The Commies love OWS!
The Nazis AND the Commies love OWS!
The Anti-Semites love OWS!
The Drug Dealers love OWS!
The Neo-Cannibals Love OWS!
Neo-Cannibals……?
scav
Oh no no no, another body blow to the daily self-esteem requirements of the gilded classes: even their immediate neighbors don’t recognize their fundamental importance to all that is meaningful and important. Quinnipiac University survey has NYCites backing OWS and banking regulations. Worse, if such can be imagined, it’s even being openly reported at that bastion of leftist propagandy, the ChiTrib. Oh the poor dears.
slag
@Jay in Oregon: His mental faculties were still acutely functional late in his life. We should all be so fortunate.
MikeJ
@eemom:
They drive me crazy.
Wait. Sorry, that’s the Fine Young Cannibals. Carry on.
Ohio Mom
@jl: @slag: Yeah, once you do a little googling, you find out their big anti-Semite interviewee is a homeless fellow who gives his name as Jesus…
There’s a youtube out there, somewhere (didn’t note where I was when I saw it) of an OWS spokesperson responding to “Jesus’s” remarks — he was quite clear that the group had discussed them and completely disavowed them.
I’m so tired of my co-religionists and others always crying anti-Semitism to smear the left.
opie jeanne
@jl: That’s what I thought, and hoped it was.
opie jeanne
@Ohio Mom: Thank you so much. I was running out the door when I saw it and posted my question here.
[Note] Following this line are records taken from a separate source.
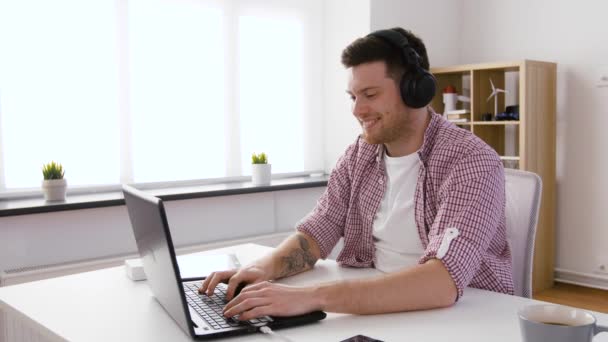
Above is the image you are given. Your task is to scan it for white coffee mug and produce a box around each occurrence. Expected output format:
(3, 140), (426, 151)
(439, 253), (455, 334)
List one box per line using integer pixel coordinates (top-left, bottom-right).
(519, 304), (608, 342)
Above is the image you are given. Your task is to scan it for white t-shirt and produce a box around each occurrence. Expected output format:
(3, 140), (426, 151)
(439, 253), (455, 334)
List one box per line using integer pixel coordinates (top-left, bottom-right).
(373, 152), (424, 272)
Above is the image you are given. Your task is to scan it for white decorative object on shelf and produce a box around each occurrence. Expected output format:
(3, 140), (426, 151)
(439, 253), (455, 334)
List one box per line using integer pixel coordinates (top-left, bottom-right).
(486, 78), (507, 117)
(251, 164), (271, 185)
(251, 152), (272, 185)
(42, 179), (68, 202)
(42, 161), (68, 201)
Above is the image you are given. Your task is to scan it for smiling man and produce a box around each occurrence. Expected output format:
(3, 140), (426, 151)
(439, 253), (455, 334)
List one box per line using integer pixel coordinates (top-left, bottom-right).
(200, 28), (513, 320)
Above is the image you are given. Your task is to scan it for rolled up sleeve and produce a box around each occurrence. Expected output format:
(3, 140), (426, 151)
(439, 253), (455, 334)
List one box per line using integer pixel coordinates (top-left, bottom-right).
(420, 154), (506, 299)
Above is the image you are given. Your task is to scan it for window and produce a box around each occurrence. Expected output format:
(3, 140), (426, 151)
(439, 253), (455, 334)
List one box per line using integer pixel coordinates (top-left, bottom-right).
(0, 0), (323, 191)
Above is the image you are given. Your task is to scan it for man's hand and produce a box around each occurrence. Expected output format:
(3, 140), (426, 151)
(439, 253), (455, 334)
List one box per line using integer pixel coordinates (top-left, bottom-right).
(198, 265), (271, 300)
(224, 281), (321, 321)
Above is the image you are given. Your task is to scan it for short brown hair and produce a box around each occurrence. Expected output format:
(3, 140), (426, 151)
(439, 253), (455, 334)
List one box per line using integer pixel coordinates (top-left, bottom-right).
(342, 27), (429, 82)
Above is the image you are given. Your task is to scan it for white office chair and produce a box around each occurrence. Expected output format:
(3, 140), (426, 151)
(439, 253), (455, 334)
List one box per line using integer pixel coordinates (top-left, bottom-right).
(505, 169), (542, 298)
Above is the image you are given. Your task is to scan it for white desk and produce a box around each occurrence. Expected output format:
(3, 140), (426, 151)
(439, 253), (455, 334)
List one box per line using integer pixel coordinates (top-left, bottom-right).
(0, 244), (608, 342)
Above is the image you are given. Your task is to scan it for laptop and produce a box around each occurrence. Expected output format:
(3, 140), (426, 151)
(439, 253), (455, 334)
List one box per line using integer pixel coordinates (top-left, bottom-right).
(122, 185), (326, 340)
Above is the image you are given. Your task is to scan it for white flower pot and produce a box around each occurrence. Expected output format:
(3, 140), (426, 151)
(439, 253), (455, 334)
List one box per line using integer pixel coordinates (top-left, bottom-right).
(42, 179), (68, 201)
(251, 164), (270, 185)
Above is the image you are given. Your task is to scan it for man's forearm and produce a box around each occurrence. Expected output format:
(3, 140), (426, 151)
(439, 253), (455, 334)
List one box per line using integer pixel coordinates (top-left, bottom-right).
(257, 233), (321, 279)
(314, 260), (457, 314)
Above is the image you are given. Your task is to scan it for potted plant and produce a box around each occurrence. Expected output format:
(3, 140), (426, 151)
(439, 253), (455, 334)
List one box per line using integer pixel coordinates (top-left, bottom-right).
(42, 161), (68, 201)
(251, 152), (270, 185)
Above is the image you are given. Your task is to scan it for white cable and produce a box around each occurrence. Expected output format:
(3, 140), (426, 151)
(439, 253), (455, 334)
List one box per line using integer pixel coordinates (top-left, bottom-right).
(258, 325), (293, 342)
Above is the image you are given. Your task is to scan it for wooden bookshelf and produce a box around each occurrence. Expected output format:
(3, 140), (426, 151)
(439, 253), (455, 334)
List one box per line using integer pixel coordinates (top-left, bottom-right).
(431, 60), (557, 293)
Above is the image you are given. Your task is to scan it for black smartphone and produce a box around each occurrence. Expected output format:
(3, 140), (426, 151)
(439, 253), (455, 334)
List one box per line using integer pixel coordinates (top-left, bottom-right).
(340, 335), (383, 342)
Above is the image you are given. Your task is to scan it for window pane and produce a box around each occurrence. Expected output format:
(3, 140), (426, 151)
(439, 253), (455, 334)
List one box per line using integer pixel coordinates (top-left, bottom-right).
(238, 16), (305, 174)
(0, 0), (120, 188)
(129, 0), (225, 182)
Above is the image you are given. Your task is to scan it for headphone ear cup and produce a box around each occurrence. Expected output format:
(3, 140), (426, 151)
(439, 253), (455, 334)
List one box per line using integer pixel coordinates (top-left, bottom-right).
(400, 68), (437, 108)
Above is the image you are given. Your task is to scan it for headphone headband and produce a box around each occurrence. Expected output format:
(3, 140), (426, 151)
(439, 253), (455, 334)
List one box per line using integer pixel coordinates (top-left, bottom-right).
(367, 30), (422, 68)
(367, 30), (437, 108)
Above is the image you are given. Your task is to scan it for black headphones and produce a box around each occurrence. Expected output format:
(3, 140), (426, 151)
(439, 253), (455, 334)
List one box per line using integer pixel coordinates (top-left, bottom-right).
(367, 30), (436, 108)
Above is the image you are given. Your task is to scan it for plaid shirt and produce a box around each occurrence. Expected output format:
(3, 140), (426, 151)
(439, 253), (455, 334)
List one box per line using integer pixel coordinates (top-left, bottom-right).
(296, 112), (513, 298)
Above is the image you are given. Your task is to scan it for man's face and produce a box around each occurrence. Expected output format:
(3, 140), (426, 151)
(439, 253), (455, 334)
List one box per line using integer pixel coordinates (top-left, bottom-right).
(347, 62), (408, 144)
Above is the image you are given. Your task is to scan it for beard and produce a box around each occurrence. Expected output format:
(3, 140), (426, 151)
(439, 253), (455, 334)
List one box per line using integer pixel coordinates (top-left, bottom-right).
(361, 113), (409, 145)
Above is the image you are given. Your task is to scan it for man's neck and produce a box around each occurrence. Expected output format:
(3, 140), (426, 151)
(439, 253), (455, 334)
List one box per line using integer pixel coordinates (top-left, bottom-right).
(384, 107), (431, 157)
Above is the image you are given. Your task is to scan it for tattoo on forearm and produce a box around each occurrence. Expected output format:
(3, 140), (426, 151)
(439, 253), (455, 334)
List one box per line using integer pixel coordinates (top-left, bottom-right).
(279, 235), (317, 278)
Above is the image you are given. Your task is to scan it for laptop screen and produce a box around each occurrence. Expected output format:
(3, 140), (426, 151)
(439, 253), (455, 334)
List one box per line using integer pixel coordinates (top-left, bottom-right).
(123, 185), (193, 334)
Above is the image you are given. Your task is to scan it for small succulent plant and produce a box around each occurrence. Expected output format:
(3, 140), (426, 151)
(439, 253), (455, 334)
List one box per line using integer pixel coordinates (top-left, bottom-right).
(42, 161), (65, 180)
(251, 152), (268, 164)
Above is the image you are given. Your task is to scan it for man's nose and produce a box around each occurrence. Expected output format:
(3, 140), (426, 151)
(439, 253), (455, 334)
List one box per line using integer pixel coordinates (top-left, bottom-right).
(352, 99), (369, 116)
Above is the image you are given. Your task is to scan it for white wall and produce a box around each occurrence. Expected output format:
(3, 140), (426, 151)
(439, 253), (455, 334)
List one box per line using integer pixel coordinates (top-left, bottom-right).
(324, 0), (370, 172)
(371, 0), (463, 67)
(371, 0), (608, 284)
(0, 187), (325, 270)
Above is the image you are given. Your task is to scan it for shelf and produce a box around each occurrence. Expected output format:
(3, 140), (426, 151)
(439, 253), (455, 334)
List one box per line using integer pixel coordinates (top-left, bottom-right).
(472, 121), (519, 126)
(431, 60), (557, 291)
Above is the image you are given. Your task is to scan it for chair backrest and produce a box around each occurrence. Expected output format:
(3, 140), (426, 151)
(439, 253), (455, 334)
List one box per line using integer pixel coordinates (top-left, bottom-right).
(505, 169), (542, 298)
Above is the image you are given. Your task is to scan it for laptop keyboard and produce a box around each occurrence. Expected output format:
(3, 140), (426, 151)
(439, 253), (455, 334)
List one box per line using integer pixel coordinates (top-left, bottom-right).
(183, 282), (272, 330)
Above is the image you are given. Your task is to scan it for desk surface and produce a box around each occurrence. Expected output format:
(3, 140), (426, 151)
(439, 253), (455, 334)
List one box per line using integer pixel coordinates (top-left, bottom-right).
(0, 244), (608, 342)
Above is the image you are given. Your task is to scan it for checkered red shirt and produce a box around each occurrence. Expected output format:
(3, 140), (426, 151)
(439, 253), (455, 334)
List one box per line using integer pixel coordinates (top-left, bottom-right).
(296, 113), (513, 298)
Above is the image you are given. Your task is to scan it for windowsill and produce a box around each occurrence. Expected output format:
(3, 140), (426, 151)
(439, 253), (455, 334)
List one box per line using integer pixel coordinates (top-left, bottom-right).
(0, 175), (329, 217)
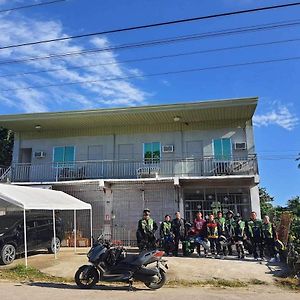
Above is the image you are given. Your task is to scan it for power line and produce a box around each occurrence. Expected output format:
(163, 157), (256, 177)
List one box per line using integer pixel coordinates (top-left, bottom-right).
(0, 0), (66, 13)
(0, 2), (300, 50)
(0, 19), (300, 65)
(0, 56), (300, 92)
(0, 38), (300, 78)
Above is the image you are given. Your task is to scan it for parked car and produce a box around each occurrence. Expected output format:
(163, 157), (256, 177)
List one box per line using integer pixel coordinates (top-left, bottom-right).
(0, 214), (63, 265)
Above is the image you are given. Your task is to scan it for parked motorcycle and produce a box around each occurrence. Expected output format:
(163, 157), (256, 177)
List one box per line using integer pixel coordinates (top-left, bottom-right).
(75, 236), (168, 290)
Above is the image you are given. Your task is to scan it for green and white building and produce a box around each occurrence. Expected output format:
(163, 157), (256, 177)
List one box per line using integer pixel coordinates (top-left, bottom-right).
(0, 97), (260, 243)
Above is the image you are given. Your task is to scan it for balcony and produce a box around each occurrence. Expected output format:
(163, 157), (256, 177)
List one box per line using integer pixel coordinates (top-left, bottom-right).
(5, 155), (258, 182)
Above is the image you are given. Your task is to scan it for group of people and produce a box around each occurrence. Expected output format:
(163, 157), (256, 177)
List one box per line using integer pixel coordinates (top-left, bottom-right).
(137, 209), (280, 261)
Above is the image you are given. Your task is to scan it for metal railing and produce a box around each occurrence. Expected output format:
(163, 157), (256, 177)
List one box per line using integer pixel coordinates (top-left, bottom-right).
(10, 155), (258, 182)
(0, 167), (11, 182)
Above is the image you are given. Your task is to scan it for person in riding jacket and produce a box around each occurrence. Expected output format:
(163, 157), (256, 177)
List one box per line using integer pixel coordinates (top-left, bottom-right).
(136, 209), (157, 250)
(246, 211), (264, 260)
(206, 214), (221, 258)
(193, 211), (207, 256)
(262, 216), (278, 262)
(232, 214), (246, 259)
(159, 215), (174, 255)
(172, 211), (186, 256)
(216, 211), (227, 256)
(225, 210), (234, 255)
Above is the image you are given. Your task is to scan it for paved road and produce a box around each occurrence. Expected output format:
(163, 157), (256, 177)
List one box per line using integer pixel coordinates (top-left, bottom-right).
(0, 282), (300, 300)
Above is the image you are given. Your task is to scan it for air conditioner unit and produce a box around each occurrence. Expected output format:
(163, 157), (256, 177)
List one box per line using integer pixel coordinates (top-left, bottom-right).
(234, 143), (247, 150)
(34, 151), (46, 158)
(162, 145), (174, 153)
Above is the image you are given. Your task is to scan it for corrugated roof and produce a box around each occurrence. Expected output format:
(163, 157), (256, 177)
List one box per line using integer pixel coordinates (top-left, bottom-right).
(0, 97), (258, 132)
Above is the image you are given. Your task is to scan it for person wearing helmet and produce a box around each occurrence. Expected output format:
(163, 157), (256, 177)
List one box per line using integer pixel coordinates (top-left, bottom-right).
(206, 213), (221, 258)
(232, 214), (246, 259)
(262, 216), (278, 262)
(246, 211), (264, 260)
(159, 215), (174, 255)
(216, 211), (227, 256)
(171, 211), (186, 256)
(225, 210), (234, 255)
(136, 208), (157, 251)
(193, 211), (207, 257)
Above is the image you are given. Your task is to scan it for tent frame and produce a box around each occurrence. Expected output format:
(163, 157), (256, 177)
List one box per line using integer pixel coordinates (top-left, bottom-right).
(23, 208), (93, 268)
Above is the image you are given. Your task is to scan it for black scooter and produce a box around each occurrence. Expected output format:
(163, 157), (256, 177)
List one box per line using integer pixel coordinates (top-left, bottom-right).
(75, 236), (168, 290)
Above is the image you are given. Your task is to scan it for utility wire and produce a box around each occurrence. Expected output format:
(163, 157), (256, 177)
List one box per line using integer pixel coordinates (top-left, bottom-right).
(0, 2), (300, 50)
(0, 0), (66, 13)
(0, 56), (300, 92)
(0, 19), (300, 65)
(0, 38), (300, 78)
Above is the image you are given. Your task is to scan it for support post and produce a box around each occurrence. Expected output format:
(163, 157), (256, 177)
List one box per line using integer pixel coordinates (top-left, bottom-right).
(90, 209), (93, 247)
(52, 209), (57, 259)
(74, 210), (77, 253)
(23, 208), (28, 268)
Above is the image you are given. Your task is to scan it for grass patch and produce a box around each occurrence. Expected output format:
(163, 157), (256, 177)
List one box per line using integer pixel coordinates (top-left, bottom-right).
(275, 277), (300, 291)
(167, 278), (249, 288)
(0, 264), (71, 283)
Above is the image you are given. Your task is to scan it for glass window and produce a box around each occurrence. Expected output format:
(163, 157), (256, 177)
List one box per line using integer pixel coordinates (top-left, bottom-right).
(213, 139), (231, 160)
(143, 142), (160, 164)
(53, 146), (75, 163)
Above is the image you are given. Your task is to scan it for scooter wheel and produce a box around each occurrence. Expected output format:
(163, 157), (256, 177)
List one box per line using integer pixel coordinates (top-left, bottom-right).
(144, 269), (167, 290)
(75, 265), (99, 289)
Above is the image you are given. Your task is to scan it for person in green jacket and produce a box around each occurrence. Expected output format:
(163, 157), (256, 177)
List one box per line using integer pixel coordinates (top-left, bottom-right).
(232, 214), (246, 259)
(159, 215), (174, 255)
(262, 216), (277, 262)
(136, 209), (157, 251)
(246, 211), (264, 260)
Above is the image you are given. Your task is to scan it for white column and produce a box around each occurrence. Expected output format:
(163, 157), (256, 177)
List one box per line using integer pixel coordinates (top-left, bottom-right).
(90, 209), (93, 247)
(23, 208), (28, 268)
(74, 210), (77, 253)
(250, 185), (261, 219)
(52, 209), (57, 259)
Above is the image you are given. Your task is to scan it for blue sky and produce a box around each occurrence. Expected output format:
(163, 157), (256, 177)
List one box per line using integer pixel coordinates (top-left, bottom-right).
(0, 0), (300, 204)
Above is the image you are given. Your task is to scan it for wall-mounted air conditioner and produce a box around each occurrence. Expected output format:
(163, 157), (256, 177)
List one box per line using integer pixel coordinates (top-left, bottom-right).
(34, 151), (46, 158)
(234, 142), (247, 150)
(162, 145), (174, 153)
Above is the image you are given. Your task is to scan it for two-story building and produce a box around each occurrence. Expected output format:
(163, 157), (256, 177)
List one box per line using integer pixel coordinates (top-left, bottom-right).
(0, 98), (260, 243)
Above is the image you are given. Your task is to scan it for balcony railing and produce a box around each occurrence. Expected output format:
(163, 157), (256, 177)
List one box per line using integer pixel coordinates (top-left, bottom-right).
(10, 155), (258, 182)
Just got back, am encouraging the friend who showed it to me to not forward it to anyone, nor to post it on her FB page.
opie jeanne
@eemom: May I quote you?
Neo Cannibals!
opie jeanne
@Ed in NJ: *major eyeroll*
Joel
@jl: Sims would be right.
Jay in Oregon
@slag:
It’s just an incredibly unflattering depiction.
sctrojan90
Most economists like this panel and others like Bernanke come from academic backgrounds so most likely they are with TIAA-CREF. I know Bernanke is 50-50 with TIAA guaranteed fund with stock and tips. I heard the guy on the right mention TIAA Real Estate fund. Ill bet some follow Yale CIO David Swenson and his methods.